His social commentary was correct in his assessments--if nothing else he deserves a certain enshrinement for the sheer ballsiness (in a country where people were consciously influenced one way or the other by what they read in the rock mags) of stating the terms of the proper relationship of a true innovator vis-à-vis the press’n’public so...bluntly. (The Britcritical response was that he belonged not in the pantheon but “in a padded cell.”) The point he missed, though, is that paying those dues is, after all, in the script--they’re supposed to suffer for their art and be prophets without honor and live out the various archetypes pretty much on schedule even as they walk on down the hall. It builds character. The last thing one should ever do is whine to the press about getting bad press--it doesn’t matter if you’re Ian Anderson or Adam Ant: no way to do it without looking like a schmuck. Take a tip from the Eagles: challenge the staff of Rolling Stone to a game of softball instead. The whining thing only works if you’re a politician, and only if you time it just right (i.e., chastise them for “media bias” against you a week or so before attempting something you shouldn’t be allowed to get away with, and watch them bend over backwards to be “unbiased”). And since Harley’s career prior to Cockney Rebel had been--dig it!--nothing less than journalism itself, he had no excuse not to have known better. Had the roles been reversed and he as a journalist been sent to interview a personage so contrived as...well, himself...what else could he have possibly made of it (other than lunchmeat)? Harley wasn’t even his real name; it’d been Steven Nice. (As if it made a difference--he could’ve called himself Steve Hulkhogan but there was no way he’d ever be mistaken for anybody’s badass.) Ah, but how soon they forget--once they’ve had a taste of the boho life, how’re you gonna keep ’em down on the farm?

As for popstar Steve Harley, what’s debatable is what any of the suffering-artist gig had to do with him.
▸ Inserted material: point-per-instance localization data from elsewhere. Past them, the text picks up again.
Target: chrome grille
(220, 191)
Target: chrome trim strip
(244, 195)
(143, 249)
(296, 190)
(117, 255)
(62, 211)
As a matter of historical fact, it had very little bearing, but this was his honest perception of what he was all about--his intent was to elevate popular music from the slump it was (re)currently in. (“Success in the rock & roll business I regard as a very mild challenge. I mean, I’m very upset that standards are so low.”) He felt things had gone badly awry since the fabled 60s (they had) and needed somebody to come along and save them (they did), someone exalted (the King is gone), someone elect (but he’s not forgotten), someone like (is this the story of) Steve Harley (who?).